Tuesday, January 31, 2012

London (CNN) -- European leaders are proposing new measures to combat soaring youth unemployment as the scramble to halt the continent's debt crisis continues despite agreement over financial safeguards.
Jose Manuel Barroso, president of the European Commission, said up to €82 billion of EU funds could targeted at boosting small business and creating jobs to halt the swelling army of young unemployed. It includes €22 billion of unallocated funds from the European Social Fund, which he said could be used to "improve job opportunities for young people."
Eurozone debt crisis in-depth
The measures were announced alongside an agreement by the EU leaders to implement a €500 billion permanent bail-out fund, the European Stability Mechanism, by July, and sign up to a fiscal deal designed to prevent governments from overspending.
Barroso Tuesday sent letters to the leaders of countries with high unemployment levels -- Greece, Ireland, Italy, Latvia, Lithuania, Portugal, Slovakia and Spain -- detailing the commission's road-map for combating the problem.
But James Nixon, chief European economist at Societe Generale in London, said the funds would likely be too "thinly spread" to solve problems in countries such as Spain, which was facing a "long and protracted" recession this year.

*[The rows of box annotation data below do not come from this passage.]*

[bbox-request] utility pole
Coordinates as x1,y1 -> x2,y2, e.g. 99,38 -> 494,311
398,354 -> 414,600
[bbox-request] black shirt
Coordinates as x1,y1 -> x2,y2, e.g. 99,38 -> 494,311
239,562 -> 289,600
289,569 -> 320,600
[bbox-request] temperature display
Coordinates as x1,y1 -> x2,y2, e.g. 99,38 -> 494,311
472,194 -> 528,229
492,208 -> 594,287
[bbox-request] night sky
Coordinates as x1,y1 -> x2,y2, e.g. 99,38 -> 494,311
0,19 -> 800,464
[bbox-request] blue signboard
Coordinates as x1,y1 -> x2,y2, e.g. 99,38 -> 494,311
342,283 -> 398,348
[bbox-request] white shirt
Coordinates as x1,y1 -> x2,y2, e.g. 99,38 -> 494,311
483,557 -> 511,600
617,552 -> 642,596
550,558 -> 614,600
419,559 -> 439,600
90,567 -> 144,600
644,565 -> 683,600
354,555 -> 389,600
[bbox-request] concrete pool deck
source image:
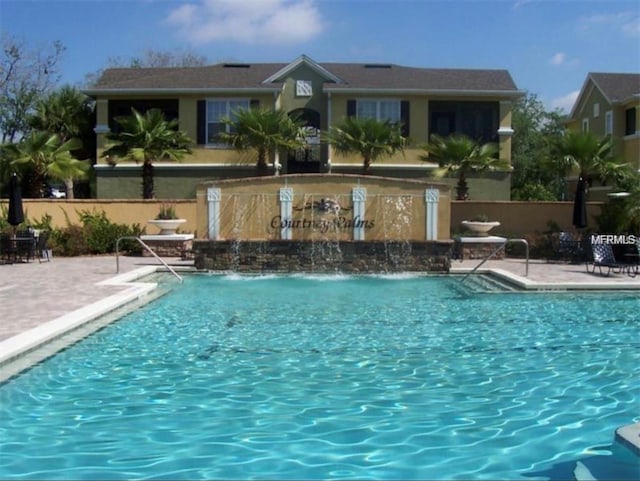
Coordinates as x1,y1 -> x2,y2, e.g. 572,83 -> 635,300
0,251 -> 640,456
0,256 -> 640,342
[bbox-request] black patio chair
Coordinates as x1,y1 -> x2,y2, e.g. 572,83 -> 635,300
587,242 -> 629,276
557,232 -> 585,263
36,230 -> 51,263
15,230 -> 36,262
0,233 -> 16,264
627,239 -> 640,277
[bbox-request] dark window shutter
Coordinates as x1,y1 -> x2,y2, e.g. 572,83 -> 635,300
400,100 -> 410,137
347,100 -> 356,117
196,100 -> 207,145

Spain has the highest levels of youth unemployment in the European Union, with almost half its under-25s out of work, followed closely by Greece. The other targeted countries have about 30% unemployed in that age bracket.
Such figures are "unacceptable and a terrible indictment of our performance," Barroso told the council.
The euro's rise and fall
Data published Tuesday by European Union statisticians put unemployment across the 17 eurozone countries at 10.4% for December 2011, a year-on-year increase of 0.4%.
Across the wider European Union the unemployment rate was 9.9%, from 9.5% in December 2010.
The plan to target unemployment is part of a bigger drive to bring the eurozone's almost two-year old debt crisis under control that scored a major victory on Monday with the signing of a new "fiscal compact."
However, the deal -- which was not approved by Britain or the Czech Republic -- did not propose any new measures aimed at resolving the situation in Greece, the nation at the center of Europe's debt crisis.
Greece and its private sector creditors have yet to agree on a plan to write down the nation's debt by 50% -- a measure austerity-hit Athens needs to secure additional bailout funds and avoid default on bonds due in March.
me:
it was good to combat soaring youth unemployment cuz that would help to progress the country and they need to pay a lot to do that  "combat" successful.oh yea that me!!!